Por Flávio Gordon
Num país governado por técnicos que se dizem infalíveis, insistir na soberania popular é um ato de insubordinação democrática
A notícia de que Flávio Bolsonaro foi apontado pelo pai para disputar a Presidência da República em 2026 foi recebida, como era previsível, com espasmos de indignação moral e muxoxos “pragmáticos” sobre sua suposta inviabilidade. Não se trata, porém, de mais um capítulo da novela eleitoral brasileira, mas de um sintoma político de ordem mais profunda. Sua simples cogitação como candidato já funciona como provocação ao regime informal — ilegal, imoral e ilegítimo — que se consolidou no país: o governo dos especialistas de toga, que decidiu banir a política (de direita) em nome da “técnica”.
Ao contrário do que se diz, o Brasil não vive uma democracia polarizada; vive uma pseudodemocracia tutelada, onde a polarização é vista como doença a ser curada pelo pensamento único. A política, entendida como disputa legítima de valores entre cidadãos livres, foi progressivamente substituída por um simulacro técnico-jurídico, no qual decisões essencialmente morais são tomadas por castas auto-investidas de neutralidade científica. É a juristocracia — a versão tropical da tecnocracia moderna — que governa por despachos, interpretações criativas e exceções permanentes, sempre em nome do “Estado democrático de direito”.
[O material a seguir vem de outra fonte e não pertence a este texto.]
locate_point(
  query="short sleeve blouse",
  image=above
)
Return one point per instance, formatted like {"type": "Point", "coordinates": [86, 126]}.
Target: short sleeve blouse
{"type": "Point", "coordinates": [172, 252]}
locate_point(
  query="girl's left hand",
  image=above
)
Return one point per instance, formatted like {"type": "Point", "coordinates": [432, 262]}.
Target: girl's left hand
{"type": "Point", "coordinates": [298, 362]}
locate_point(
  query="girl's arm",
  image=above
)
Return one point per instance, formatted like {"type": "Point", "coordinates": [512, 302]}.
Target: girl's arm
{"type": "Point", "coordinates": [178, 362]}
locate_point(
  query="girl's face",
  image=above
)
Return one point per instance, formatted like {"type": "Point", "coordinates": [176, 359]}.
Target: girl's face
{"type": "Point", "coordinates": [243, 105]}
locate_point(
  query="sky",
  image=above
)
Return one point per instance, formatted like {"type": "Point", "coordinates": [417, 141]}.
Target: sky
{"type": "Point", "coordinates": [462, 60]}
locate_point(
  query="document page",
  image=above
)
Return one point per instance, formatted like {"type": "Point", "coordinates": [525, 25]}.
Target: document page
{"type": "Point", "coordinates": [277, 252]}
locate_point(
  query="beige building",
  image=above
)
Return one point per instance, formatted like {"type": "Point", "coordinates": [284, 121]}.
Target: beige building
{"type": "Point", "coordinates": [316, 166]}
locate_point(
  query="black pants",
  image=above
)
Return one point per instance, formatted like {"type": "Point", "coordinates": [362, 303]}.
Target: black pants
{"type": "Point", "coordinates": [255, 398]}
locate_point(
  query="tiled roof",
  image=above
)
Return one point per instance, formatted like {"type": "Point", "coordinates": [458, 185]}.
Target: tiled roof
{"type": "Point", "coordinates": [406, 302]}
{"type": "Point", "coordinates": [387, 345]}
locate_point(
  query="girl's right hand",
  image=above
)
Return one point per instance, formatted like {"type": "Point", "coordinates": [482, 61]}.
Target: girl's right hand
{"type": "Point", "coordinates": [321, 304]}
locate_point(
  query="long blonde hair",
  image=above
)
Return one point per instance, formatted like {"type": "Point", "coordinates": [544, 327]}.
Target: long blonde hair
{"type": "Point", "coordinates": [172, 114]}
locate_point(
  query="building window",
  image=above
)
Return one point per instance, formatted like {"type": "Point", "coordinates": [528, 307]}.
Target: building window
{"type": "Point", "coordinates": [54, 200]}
Nada disso é acidental. Nos anos 1940, Georges Bernanos já advertira que a tentação totalitária moderna não se apresentava necessariamente sob a forma do terror explícito, mas como a promessa de uma administração racional do mundo, livre dos riscos da liberdade humana. Mais ou menos na mesma época, Ortega y Gasset completou o diagnóstico: quando a técnica deixa de ser instrumento e passa a ditar os fins, a política se torna um estorvo.
O tecnocrata, como mostrou empiricamente Robert Putnam, odeia o conflito e despreza a democracia aberta. Para ele, discordar é sinal de ignorância; deliberar é perda de tempo. No Brasil, esse tipo psicológico encontrou no Judiciário o habitat perfeito: uma linguagem hermética, ausência de voto, irresponsabilidade política e poder crescente. A pandemia apenas forneceu o laboratório ideal para transformar preferências ideológicas em imperativos técnicos.
Mas a tecnocracia togada não triunfou sozinha. Parte da direita brasileira, educada no culto à gestão e na aversão ao embate moral, aderiu voluntariamente à fantasia de que é possível governar sem política, como se o Estado fosse uma empresa e o conflito um defeito de fabricação. Ao abdicar da disputa simbólica — e, por vezes, aplaudir os juristocratas que aniquilaram a política —, entregou o campo cultural e institucional à aliança entre o lulopetismo e a tecnocracia jurídica.
É nesse cenário que a candidatura de Flávio Bolsonaro adquire relevância política real. Não porque aponte para soluções mágicas, mas porque recoloca a política onde ela foi banida. Num país governado por técnicos que se dizem infalíveis, insistir na soberania popular é um ato de insubordinação democrática. A escolha que se impõe é clara: continuar sob a tutela dos juristocratas ou devolver ao povo o direito — sempre incômodo — de decidir por si mesmo.